AZURE_OPENAI_ENDPOINT=xxxx
AZURE_OPENAI_API_KEY=xxxx

Then, create the index using the following script.

import os
from llama_index.llms.azure_openai import AzureOpenAI
from llama_index.embeddings.azure_openai import AzureOpenAIEmbedding
from llama_index.core import SimpleDirectoryReader, Settings, VectorStoreIndex

# Environment variables
api_key = os.getenv("AZURE_OPENAI_API_KEY")
api_version = "2024-05-01-preview"
azure_endpoint = os.getenv("AZURE_OPENAI_ENDPOINT")

# LLM
llm = AzureOpenAI(
    model="gpt-4o",
    deployment_name="gpt-4o",
    api_key=api_key,
    azure_endpoint=azure_endpoint,
    api_version=api_version,
)

# Embedding
embed_model = AzureOpenAIEmbedding(
    model="text-embedding-3-small",
    deployment_name="text-embedding-3-small",
    api_key=api_key,
    azure_endpoint=azure_endpoint,
    api_version=api_version,
)

Settings.llm = llm
Settings.embed_model = embed_model

# Data Source -> Document conversion step
documents = SimpleDirectoryReader(
    input_dir="./data/text"
).load_data()

# Save
index = VectorStoreIndex.from_documents(documents)
index.storage_context.persist(persist_dir="./data/index")

Gradio

Finally, create an app using Gradio.

import os
import gradio as gr
from llama_index.core import StorageContext, load_index_from_storage, Settings
from llama_index.llms.azure_openai import AzureOpenAI
from llama_index.embeddings.azure_openai import AzureOpenAIEmbedding

api_key = os.getenv("AZURE_OPENAI_API_KEY")
api_version = "2024-05-01-preview"
azure_endpoint = os.getenv("AZURE_OPENAI_ENDPOINT")

llm = AzureOpenAI(
    model="gpt-4o",
    deployment_name="gpt-4o",
    api_key=api_key,
    azure_endpoint=azure_endpoint,
    api_version=api_version,
)

# You need to deploy your own embedding model as well as your own chat completion model
embed_model = AzureOpenAIEmbedding(
    model="text-embedding-3-small",
    deployment_name="text-embedding-3-small",
    api_key=api_key,
    azure_endpoint=azure_endpoint,
    api_version=api_version,
)

Settings.llm = llm
Settings.embed_model = embed_model

# rebuild storage context
storage_context = StorageContext.from_defaults(persist_dir="./data/index")

# load index
index = load_index_from_storage(storage_context)

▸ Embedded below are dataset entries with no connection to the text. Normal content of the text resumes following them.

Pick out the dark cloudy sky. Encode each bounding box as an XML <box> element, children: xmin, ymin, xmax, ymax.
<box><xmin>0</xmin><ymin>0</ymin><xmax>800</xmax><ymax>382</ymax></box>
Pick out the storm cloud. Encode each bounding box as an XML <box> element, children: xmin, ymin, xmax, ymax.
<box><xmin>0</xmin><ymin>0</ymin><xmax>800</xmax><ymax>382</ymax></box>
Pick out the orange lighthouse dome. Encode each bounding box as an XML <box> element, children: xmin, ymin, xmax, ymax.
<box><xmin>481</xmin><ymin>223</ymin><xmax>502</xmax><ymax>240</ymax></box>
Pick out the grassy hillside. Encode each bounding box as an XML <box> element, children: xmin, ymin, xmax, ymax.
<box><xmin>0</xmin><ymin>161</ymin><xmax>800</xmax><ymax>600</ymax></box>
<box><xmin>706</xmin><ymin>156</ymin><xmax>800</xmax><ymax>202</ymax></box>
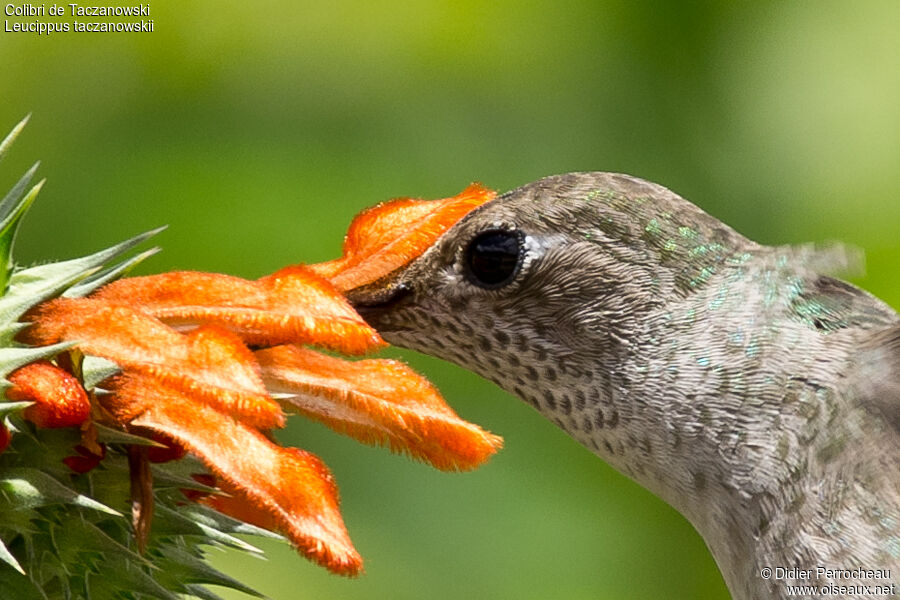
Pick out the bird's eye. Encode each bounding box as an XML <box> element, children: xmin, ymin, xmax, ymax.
<box><xmin>464</xmin><ymin>229</ymin><xmax>524</xmax><ymax>290</ymax></box>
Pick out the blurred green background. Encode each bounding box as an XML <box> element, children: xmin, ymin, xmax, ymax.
<box><xmin>0</xmin><ymin>0</ymin><xmax>900</xmax><ymax>600</ymax></box>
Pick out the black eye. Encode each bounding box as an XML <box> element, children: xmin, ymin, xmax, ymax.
<box><xmin>464</xmin><ymin>229</ymin><xmax>524</xmax><ymax>290</ymax></box>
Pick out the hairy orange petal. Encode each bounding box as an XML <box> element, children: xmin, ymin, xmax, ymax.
<box><xmin>113</xmin><ymin>375</ymin><xmax>362</xmax><ymax>574</ymax></box>
<box><xmin>6</xmin><ymin>360</ymin><xmax>91</xmax><ymax>427</ymax></box>
<box><xmin>91</xmin><ymin>265</ymin><xmax>384</xmax><ymax>354</ymax></box>
<box><xmin>309</xmin><ymin>184</ymin><xmax>496</xmax><ymax>291</ymax></box>
<box><xmin>256</xmin><ymin>346</ymin><xmax>502</xmax><ymax>470</ymax></box>
<box><xmin>20</xmin><ymin>298</ymin><xmax>284</xmax><ymax>429</ymax></box>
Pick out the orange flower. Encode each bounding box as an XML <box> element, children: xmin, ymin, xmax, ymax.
<box><xmin>8</xmin><ymin>186</ymin><xmax>501</xmax><ymax>574</ymax></box>
<box><xmin>6</xmin><ymin>360</ymin><xmax>91</xmax><ymax>428</ymax></box>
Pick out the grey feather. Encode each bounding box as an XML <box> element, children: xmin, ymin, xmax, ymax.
<box><xmin>349</xmin><ymin>173</ymin><xmax>900</xmax><ymax>599</ymax></box>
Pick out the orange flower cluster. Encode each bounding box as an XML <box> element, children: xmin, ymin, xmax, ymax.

query_engine = index.as_query_engine(similarity_top_k=10)

# Function to handle chat messages with history
def echo(message, history):
    print("History:", history)
    context = "\n".join([f"User: {user_msg}\nBot: {bot_msg}" for user_msg, bot_msg in history])
    full_context = f"{context}\nUser: {message}"
    response = query_engine.query(full_context).response
    history.append((message, response))
    return response # history

demo = gr.ChatInterface(
    fn=echo,
    examples=[
        "What kind of person is Hikaru Genji?",
        "What kind of person is Yugao?"
    ],
    title="Llama Index Chatbot",
)
demo.launch()

The chatbot was successfully created as shown below.

Summary

There may be some misunderstandings on my part, but I hope this serves as a helpful reference.